Mastering is the last stage of production. Produced according to the rules of the art. With good mastering, you can optimize your mixes and highlight your productions to the maximum.
The most common example is the misuse of a limiter to reduce dynamics in order to achieve the highest volume possible. This often results in a loss of relief with the major consequence of a lack of punch from the drums and percussion as well as an imbalance in the general balance of the mix.
Respect for the mix
Here, the ultimate goal is not to distort the production, quite the opposite! It’s about respecting the mixing work as much as possible and getting the most out of it. By entrusting your masters to a studio, you have the possibility of having a neutral listening, a new fresh perspective in an acoustic environment different from yours, allowing you to make corrections in order to re-balance the sound spectrum.
This is an important step not to be overlooked, it represents in a way the layer of varnish intended to make your productions shine.
A technical and artistic stage
In the past, mastering was a purely technical stage of preparation for pressing on vinyl or CD: indexing, homogenization of volumes from one title to another, setting up fades, etc. The artists then realized that some productions sounded better, louder, or had more cohesion than theirs.

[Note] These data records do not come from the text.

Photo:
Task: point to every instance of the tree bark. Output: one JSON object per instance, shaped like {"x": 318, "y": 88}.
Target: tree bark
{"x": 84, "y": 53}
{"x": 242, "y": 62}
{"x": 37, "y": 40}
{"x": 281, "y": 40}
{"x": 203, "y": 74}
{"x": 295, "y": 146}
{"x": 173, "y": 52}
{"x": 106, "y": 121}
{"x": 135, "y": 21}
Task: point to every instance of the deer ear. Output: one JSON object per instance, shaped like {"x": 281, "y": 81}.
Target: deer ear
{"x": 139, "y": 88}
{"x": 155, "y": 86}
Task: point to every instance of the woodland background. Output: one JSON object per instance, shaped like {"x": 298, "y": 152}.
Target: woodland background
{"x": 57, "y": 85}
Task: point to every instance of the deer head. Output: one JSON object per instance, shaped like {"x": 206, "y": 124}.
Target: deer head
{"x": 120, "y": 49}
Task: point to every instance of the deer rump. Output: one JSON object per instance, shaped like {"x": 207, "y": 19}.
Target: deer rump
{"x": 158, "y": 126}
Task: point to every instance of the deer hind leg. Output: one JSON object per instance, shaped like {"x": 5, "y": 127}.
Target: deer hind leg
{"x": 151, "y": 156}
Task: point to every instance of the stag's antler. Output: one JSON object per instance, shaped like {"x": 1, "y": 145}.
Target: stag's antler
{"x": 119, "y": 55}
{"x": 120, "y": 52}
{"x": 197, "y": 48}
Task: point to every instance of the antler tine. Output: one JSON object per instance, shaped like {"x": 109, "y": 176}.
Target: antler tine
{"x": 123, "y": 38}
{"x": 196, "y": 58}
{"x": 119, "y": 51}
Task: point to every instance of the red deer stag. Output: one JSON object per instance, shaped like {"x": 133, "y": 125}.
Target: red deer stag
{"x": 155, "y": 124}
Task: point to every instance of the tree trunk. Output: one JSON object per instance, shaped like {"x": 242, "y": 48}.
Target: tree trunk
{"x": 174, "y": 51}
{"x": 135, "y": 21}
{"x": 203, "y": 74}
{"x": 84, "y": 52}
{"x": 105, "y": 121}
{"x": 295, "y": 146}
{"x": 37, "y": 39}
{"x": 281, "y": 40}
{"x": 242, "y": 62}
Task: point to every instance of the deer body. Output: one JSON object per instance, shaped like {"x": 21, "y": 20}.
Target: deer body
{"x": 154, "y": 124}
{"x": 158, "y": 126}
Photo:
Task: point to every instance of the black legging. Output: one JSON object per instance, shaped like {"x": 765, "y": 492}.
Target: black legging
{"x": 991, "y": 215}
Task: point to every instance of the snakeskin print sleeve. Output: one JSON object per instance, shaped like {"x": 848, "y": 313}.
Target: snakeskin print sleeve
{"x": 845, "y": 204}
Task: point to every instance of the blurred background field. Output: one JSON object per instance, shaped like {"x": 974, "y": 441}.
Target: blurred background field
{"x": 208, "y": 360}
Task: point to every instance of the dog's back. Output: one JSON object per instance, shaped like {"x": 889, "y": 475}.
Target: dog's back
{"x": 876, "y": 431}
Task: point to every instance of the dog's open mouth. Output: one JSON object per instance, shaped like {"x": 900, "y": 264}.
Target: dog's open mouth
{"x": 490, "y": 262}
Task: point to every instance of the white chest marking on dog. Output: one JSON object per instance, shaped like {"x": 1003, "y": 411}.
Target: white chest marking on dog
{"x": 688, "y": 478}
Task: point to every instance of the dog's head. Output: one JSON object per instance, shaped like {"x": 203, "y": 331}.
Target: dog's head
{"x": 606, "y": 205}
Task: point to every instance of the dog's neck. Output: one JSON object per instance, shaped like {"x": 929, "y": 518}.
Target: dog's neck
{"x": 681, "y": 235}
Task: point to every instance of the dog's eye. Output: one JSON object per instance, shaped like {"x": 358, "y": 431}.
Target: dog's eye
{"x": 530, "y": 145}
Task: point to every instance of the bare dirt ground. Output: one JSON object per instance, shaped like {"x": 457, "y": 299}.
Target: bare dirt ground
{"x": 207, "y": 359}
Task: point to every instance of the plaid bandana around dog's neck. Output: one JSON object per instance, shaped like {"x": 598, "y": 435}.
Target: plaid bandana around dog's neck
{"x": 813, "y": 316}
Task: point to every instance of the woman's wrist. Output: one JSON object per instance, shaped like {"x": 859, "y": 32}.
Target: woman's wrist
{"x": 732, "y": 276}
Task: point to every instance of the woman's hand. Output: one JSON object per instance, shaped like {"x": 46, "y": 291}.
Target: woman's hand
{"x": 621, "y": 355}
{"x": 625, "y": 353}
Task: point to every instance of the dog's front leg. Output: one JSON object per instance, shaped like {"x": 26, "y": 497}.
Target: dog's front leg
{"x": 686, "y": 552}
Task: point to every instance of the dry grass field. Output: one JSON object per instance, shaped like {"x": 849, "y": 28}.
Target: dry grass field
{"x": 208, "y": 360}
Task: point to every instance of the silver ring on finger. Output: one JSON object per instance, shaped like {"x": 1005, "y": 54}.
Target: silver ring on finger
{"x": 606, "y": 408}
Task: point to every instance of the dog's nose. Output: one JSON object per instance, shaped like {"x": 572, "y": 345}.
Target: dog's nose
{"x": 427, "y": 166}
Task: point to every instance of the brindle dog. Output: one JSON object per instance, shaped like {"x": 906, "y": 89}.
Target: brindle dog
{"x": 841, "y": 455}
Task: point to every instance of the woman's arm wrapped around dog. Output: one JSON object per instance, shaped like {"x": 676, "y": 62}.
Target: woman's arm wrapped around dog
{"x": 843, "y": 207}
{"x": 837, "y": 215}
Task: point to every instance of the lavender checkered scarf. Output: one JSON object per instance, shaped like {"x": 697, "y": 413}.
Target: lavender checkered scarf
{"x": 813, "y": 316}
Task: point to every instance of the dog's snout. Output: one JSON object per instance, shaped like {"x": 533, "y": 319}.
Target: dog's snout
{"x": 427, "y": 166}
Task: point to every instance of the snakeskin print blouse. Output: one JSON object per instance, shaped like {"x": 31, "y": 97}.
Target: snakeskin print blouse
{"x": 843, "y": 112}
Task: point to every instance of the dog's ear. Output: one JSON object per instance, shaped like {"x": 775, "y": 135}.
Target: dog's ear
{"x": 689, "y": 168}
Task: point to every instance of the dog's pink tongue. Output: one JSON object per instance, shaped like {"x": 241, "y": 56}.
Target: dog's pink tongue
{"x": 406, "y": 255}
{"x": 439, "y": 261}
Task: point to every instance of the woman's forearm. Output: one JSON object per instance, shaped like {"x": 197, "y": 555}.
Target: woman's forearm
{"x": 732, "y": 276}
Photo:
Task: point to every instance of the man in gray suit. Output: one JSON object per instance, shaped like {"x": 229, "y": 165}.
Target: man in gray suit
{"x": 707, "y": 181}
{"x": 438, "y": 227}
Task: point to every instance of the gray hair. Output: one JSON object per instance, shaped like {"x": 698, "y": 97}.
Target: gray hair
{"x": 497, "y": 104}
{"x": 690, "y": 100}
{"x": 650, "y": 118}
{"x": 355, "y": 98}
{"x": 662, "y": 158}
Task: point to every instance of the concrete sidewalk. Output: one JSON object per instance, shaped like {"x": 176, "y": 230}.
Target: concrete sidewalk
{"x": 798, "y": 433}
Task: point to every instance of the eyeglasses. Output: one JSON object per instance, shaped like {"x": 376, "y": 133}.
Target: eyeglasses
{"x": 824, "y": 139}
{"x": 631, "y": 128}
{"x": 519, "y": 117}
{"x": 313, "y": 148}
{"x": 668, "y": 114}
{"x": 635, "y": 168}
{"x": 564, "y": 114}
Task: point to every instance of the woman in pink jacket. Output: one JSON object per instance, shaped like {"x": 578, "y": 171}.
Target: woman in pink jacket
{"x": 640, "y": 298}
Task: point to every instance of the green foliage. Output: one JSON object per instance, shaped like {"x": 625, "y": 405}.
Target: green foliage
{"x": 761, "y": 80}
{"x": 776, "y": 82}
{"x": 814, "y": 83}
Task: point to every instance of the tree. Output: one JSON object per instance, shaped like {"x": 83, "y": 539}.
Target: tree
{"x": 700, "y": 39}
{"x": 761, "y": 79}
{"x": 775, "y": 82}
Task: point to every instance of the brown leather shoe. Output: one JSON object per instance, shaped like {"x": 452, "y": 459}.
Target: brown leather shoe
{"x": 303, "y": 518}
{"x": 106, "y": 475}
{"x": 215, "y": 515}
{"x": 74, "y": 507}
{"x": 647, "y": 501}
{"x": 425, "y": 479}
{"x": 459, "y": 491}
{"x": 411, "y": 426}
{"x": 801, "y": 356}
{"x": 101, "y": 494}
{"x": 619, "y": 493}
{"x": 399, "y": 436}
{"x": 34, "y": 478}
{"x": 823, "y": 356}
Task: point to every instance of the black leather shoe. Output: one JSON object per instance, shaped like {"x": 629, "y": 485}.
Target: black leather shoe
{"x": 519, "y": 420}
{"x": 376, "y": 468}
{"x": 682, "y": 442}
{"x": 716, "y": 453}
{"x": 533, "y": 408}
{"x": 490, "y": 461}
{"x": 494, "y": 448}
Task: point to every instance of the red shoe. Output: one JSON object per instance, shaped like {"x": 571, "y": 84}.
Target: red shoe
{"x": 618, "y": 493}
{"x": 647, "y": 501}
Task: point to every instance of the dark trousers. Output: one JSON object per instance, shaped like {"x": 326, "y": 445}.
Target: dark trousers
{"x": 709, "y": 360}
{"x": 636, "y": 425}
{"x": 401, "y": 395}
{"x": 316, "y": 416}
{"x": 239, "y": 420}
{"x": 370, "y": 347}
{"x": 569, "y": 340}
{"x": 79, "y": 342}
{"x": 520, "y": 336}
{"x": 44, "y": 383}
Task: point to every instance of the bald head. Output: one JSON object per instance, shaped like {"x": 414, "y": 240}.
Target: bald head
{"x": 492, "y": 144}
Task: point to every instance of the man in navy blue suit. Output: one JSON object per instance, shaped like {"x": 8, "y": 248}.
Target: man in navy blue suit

It was then that mastering became an art form in its own right, part of the creative process of production. This is all the more true today with the famous “volume war”: everyone wants to get a master that sounds louder, clearer, wider, and punchier than the others. However, achieving this while preserving the integrity of the mix is indeed an art! It is therefore essential to understand the musical style well. Indeed, even if the technical part remains more or less similar, we probably won’t have the same aesthetic approach for a variety of tracks as for rock or metal.
Mastering is not a magic wand
It is also worth noting that mastering work has its limits. It does not in any way replace a quality mix. Certainly, He can make up for errors, but it is utopian to think that He can replace him, he completes him. On some mixes, the effect will be dramatic, on others more subtle. It all depends on the quality of the work done beforehand. When the production is excellent, the mastering will be finer.
In any case, the mastering step is essential and if you mix your music yourself in an environment that is not specially studied in terms of acoustics, avoid the mistake of mastering yourself because a second listening can optimize your productions more than you imagined!